The fiction sometimes distorted the law. A line of authorities emerged to the effect that admiralty had no jurisdiction to grant relief in such cases,
"because the implied promise to repay the moneys which cannot in good conscience be retained -- necessary to support the action for money had and received -- is not a maritime contract. [Footnote 3]"
United Transportation & Lighterage Co. v. New York & B.T. Line, 185 F. 386, 391. Yet that duty to pay is often referable,
as here, to the breach of a maritime contract. As Mr. Justice Stone said in Krauss Bros. Lumber Co. v. Dimon S.S. Corp., supra, at 290 U. S. 124:
". . . Even under the common law form of action for money had and received, there could be no recovery without proof of the breach of the contract involved in demanding the payment, and the basis of recovery there, as in admiralty, is the violation of some term of the contract of affreightment, whether by failure to carry or by exaction of freight which the contract did not authorize."
The truth is that, in a case such as the present one, there is neither an actual promise to repay the passage moneys nor a second contract. The problem is to prevent unjust enrichment from a maritime contract. See Morrison, The Remedial Powers of the Admiralty, 43 Yale L.J. 1, 27 (1933). A court that prevents a maritime contract from being exploited in that way does not reach beyond the domain of maritime affairs. We conclude that, so long as the claim asserted arises out of a maritime contract, the admiralty court has jurisdiction over it.
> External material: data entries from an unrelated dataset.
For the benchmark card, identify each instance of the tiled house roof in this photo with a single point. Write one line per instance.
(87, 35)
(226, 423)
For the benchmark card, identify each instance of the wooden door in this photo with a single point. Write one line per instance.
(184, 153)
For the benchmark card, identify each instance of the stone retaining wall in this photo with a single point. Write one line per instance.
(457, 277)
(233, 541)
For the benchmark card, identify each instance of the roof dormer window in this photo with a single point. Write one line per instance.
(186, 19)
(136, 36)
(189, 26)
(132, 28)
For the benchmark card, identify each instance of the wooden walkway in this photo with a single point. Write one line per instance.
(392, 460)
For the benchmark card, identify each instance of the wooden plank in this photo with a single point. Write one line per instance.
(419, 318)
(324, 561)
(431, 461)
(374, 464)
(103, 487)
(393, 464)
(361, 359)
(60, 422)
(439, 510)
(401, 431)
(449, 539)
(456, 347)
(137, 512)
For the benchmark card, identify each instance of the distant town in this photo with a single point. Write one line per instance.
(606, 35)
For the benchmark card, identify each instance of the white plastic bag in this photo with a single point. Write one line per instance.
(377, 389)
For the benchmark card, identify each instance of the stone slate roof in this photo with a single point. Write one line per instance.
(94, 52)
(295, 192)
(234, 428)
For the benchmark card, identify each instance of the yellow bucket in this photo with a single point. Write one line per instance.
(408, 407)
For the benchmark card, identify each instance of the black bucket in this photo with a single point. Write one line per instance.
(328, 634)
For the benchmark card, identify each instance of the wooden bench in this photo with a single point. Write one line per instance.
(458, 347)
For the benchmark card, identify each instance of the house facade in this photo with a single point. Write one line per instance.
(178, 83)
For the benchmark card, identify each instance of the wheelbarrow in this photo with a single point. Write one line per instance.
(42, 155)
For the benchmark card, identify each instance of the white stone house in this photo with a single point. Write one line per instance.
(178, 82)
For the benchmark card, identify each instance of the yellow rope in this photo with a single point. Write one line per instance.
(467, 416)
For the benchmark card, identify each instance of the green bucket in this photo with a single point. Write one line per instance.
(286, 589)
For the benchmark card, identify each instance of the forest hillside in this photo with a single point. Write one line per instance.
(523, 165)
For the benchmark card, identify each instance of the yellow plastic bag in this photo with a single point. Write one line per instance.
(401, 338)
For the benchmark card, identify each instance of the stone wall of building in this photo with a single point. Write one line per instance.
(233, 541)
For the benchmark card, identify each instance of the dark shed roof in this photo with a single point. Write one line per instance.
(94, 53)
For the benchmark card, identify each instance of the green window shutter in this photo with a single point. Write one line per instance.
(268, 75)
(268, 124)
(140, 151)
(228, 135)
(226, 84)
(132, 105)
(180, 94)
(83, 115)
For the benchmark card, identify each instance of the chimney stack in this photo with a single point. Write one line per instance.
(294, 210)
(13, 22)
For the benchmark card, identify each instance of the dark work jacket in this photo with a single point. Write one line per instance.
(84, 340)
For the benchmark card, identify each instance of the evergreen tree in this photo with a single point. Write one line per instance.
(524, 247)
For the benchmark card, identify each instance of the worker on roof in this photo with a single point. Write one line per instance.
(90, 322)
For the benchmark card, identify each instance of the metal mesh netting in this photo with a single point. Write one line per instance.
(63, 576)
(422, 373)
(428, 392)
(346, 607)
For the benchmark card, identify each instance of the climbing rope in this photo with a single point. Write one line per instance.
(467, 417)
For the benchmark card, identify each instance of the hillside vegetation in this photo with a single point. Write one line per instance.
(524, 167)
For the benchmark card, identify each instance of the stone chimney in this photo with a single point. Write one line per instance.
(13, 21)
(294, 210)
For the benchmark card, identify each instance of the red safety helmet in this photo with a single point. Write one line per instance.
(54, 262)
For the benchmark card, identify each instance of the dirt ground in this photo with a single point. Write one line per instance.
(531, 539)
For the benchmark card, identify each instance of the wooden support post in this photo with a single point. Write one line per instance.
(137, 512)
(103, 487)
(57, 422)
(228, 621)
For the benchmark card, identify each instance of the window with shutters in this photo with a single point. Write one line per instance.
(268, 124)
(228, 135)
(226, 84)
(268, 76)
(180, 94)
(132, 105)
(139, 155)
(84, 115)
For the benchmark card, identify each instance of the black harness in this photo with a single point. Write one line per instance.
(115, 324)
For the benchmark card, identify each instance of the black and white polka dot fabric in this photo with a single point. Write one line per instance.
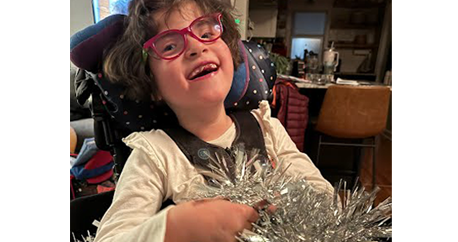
(258, 75)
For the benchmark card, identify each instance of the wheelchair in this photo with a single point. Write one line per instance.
(116, 117)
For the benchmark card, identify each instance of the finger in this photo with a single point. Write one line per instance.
(248, 226)
(250, 214)
(272, 209)
(260, 205)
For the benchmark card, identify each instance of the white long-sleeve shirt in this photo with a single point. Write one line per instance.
(157, 170)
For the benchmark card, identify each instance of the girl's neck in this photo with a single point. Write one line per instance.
(208, 125)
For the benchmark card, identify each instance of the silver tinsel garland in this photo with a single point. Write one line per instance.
(303, 213)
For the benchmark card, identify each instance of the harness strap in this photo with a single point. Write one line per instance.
(248, 136)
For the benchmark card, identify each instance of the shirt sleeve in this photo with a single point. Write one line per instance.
(139, 194)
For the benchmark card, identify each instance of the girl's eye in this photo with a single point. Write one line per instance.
(206, 35)
(169, 47)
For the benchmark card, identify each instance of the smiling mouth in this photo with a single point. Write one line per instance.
(203, 72)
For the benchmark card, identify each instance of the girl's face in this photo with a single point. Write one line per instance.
(181, 82)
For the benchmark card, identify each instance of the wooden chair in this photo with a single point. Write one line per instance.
(353, 112)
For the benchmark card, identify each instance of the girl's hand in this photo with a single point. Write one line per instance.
(209, 220)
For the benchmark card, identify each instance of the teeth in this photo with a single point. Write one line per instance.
(202, 68)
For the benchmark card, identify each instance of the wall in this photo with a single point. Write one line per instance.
(81, 15)
(305, 6)
(241, 6)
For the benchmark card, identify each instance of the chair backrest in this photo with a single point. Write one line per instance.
(354, 111)
(116, 117)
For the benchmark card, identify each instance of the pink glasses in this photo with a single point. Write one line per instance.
(170, 44)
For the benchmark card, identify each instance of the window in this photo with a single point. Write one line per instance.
(308, 33)
(104, 8)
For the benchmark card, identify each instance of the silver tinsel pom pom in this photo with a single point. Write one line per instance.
(303, 213)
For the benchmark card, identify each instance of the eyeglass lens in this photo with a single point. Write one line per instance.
(172, 43)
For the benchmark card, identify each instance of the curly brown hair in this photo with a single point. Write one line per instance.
(123, 62)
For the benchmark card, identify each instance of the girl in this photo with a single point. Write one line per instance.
(191, 49)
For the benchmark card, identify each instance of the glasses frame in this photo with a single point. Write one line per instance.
(187, 30)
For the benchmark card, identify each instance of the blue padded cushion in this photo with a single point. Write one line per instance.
(87, 45)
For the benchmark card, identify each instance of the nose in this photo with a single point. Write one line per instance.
(195, 48)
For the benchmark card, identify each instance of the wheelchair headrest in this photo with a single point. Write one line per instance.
(253, 79)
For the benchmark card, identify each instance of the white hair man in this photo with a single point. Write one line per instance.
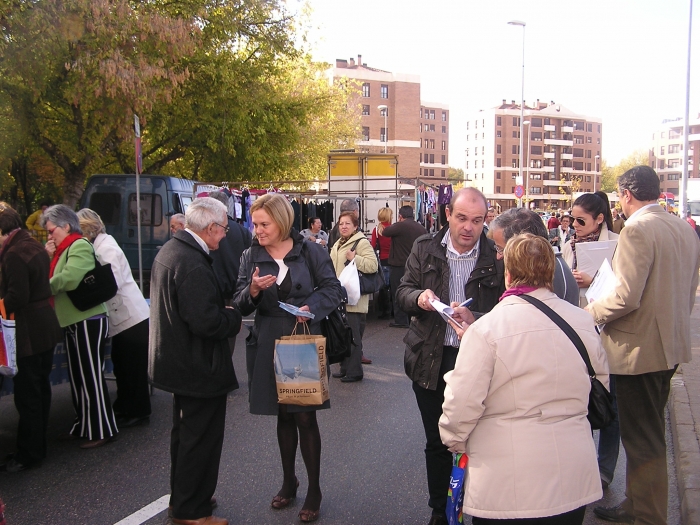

The philosophy of indebitatus assumpsit is, indeed, not wholly foreign to admiralty. Analogous conceptions of rights based on quasi-contract are found in admiralty. One who saves property at sea has the right to an award of salvage, regardless of any agreement between him and the owner. See Mason v. Ship Blaireau, 2 Cranch 240, 6 U. S. 266; The Sabine, 101 U. S. 384, 101 U. S. 390; 1 Benedict, supra, § 117 et seq. Likewise, where cargo is jettisoned, the owner becomes entitled to a contribution in general average from the owners of other cargo which was saved without the aid of any agreement. See Barnard v. Adams, 10 How. 270, 51 U. S. 303-304; Star of Hope, 9 Wall. 203, 76 U. S. 228-230; 1 Benedict, supra, § 98. Other examples could be given. See Chandler, Quasi Contractual Relief
in Admiralty, 27 Mich.L.Rev. 23 (1928). Rights which admiralty recognizes as serving the ends of justice are often indistinguishable from ordinary quasi-contractual rights created to prevent unjust enrichment. How far the concept of quasi-contracts may be applied in admiralty it is unnecessary to decide. It is sufficient this day to hold that admiralty has jurisdiction, even where the libel reads like indebitatus assumpsit at common law, provided that the unjust enrichment arose as a result of the breach of a maritime contract. Such is the case here.
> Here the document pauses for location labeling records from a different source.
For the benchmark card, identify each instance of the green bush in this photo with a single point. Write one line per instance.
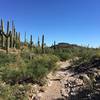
(7, 58)
(33, 71)
(16, 92)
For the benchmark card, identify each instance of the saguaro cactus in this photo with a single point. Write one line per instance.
(18, 41)
(7, 36)
(54, 46)
(31, 42)
(43, 43)
(38, 41)
(2, 36)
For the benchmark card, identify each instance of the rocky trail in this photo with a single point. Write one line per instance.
(60, 85)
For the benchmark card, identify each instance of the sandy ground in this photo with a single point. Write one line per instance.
(53, 90)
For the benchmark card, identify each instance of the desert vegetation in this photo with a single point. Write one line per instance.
(23, 64)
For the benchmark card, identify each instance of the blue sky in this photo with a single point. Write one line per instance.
(72, 21)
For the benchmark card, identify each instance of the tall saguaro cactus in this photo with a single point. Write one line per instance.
(38, 41)
(2, 30)
(18, 41)
(43, 43)
(54, 46)
(31, 42)
(7, 35)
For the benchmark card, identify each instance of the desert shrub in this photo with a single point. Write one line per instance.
(34, 71)
(63, 54)
(7, 58)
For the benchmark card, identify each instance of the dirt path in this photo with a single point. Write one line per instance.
(53, 90)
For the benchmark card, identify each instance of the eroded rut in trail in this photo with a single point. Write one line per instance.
(59, 83)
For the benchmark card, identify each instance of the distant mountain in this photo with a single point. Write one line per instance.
(65, 45)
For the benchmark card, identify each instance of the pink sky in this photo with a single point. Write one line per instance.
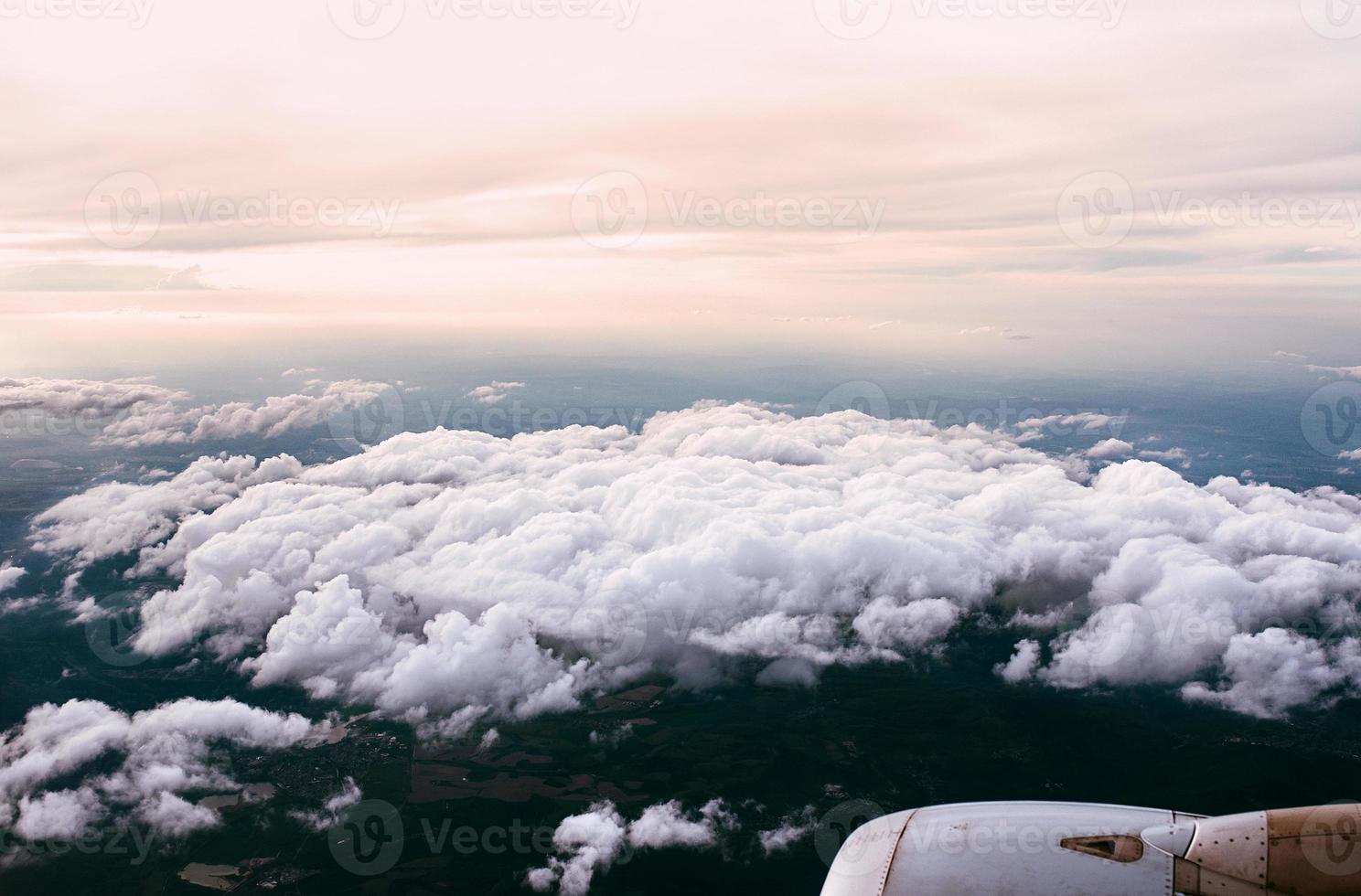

The judgment is reversed, and the case is remanded to the Court of Appeals for proceedings in conformity with this opinion.
Reversed and remanded.
There is also an apparent conflict with Sword Line, Inc. v. United States, 228 F.2d 344, 346, decided, after we granted certiorari, by a different panel of the Second Circuit from the one which sat in the instant case.
The Court in New Jersey Steam Navigation Company v. Merchants' Bank, 6 How. 344, 47 U. S. 392, stated that, in determining admiralty jurisdiction, the inquiry is
"into the nature and subject matter of the contract -- whether it was a maritime contract, and the service a maritime service, to be performed upon the sea, or upon waters within the ebb and flow of the tide. And, again, whether the service was to be substantially performed upon the sea or tidewaters although it had commenced and had terminated beyond the reach of the tide; if it was, then jurisdiction has always been maintained."
And see Israel v. Moore & McCormack Co., 295 F. 919; Home Ins. Co. of New York v. Merchants' Transp. Co., 16 F.2d 372; Silva v. Bankers Commercial Corp., 163 F.2d 602.